Qui voyez-vous mener une telle initiative ?
Les populations des États ayant souscrit au Traité sur l’interdiction des armes nucléaires (TIAN), mais pas seulement, sont des candidats possibles à ce titre. Faut-il le rappeler, ce traité, comme tous ceux adoptés depuis la fin de la guerre froide pour protéger les civils des conséquences humanitaires de l’emploi de certaines armes (mines antipersonnel, armes à sous-munitions) ou de leurs transferts (Traité sur le commerce des armes) l’ont été à l’initiative de coalitions d’ONG qui ont convaincu des États.
Que se passerait-il si cette initiative échouait ?
Dans ce cas, nous devrions attendre le Nuremberg post-nucléaire pour réagir, mais bien sûr seulement si, après cet événement impensable, un minimum de civilisation subsistait. Souvenons-nous de ce que disait Einstein : « La troisième guerre mondiale sera dévastatrice. Pour la quatrième, ils utiliseront des pierres et des bâtons ! » Certains médias, pourtant, s’interrogent : « Allons-nous vers la guerre mondiale atomique ? » (LCI le 23 mai 2024) ou affirment : « Oui, la guerre nucléaire reste possible » (Reporterre, 20 avril 2024).

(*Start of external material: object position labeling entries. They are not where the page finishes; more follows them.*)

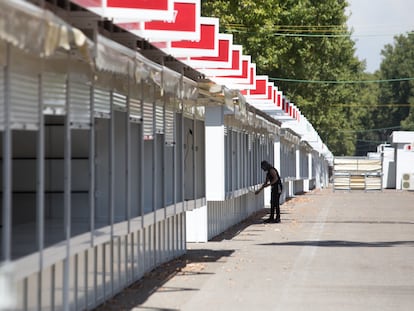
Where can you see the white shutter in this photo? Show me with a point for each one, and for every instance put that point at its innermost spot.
(135, 114)
(1, 98)
(119, 101)
(101, 103)
(24, 98)
(79, 102)
(169, 126)
(159, 117)
(54, 93)
(148, 116)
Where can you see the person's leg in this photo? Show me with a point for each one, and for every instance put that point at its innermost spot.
(272, 206)
(277, 203)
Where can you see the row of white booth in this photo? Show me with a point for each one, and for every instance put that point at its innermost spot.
(111, 160)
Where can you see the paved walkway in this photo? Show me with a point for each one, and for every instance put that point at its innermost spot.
(332, 251)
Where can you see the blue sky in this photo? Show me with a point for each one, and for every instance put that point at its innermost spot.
(375, 23)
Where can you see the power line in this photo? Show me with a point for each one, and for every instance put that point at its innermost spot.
(371, 130)
(371, 105)
(341, 81)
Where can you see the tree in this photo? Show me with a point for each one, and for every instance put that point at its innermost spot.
(397, 97)
(292, 40)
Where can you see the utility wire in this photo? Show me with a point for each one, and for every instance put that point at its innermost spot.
(371, 130)
(341, 81)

Les responsables des États qui disposent d’armes nucléaires sur leur territoire n’abandonneront jamais leurs armes nucléaires sans y être contraints par une puissante mobilisation. C’est maintenant aux citoyens, avec les ONG, de se mobiliser avec courage et de saisir une justice qui n’a pas encore compris qu’elle a, en la matière, un pouvoir et un rôle majeur à jouer. Ou bien de continuer à attendre passivement que se produise le pire. Notre survie en dépend.

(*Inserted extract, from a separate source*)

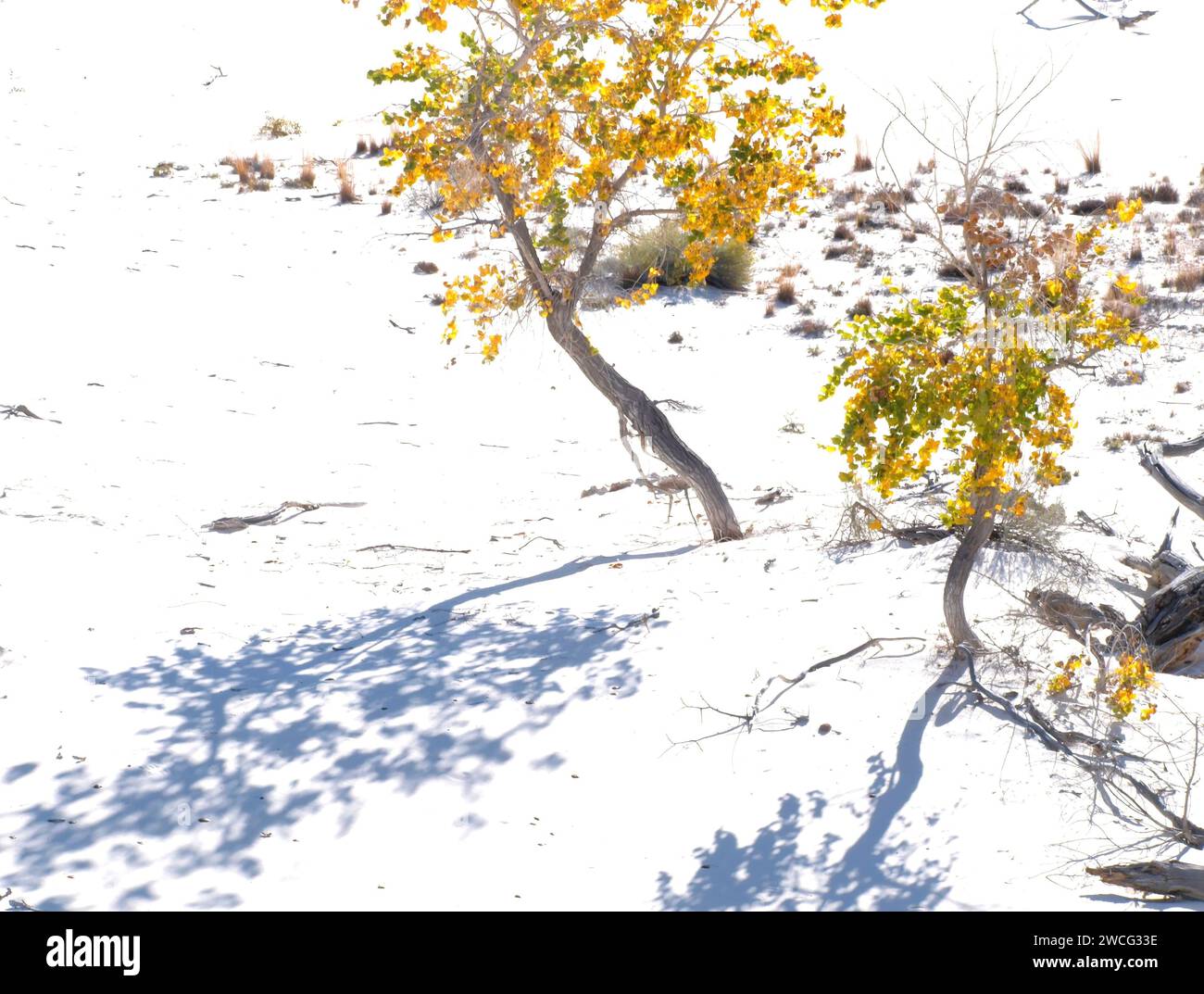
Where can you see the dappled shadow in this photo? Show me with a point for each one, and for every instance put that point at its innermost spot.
(777, 869)
(244, 745)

Propos recueillis par Marc Finaud, Vice-président d’IDN
Francis Lenne est ingénieur de formation, officier général de l’armée de l’air retraité (général de brigade aérienne) ; il fut directeur de l’enseignement à l’École de guerre. Il contribua à un programme de défense, réalisé en collaboration avec les États-Unis, qui resta pendant 15 ans un maillon de la chaîne de la dissuasion nucléaire française. Il est membre du Comité de parrainage d’IDN.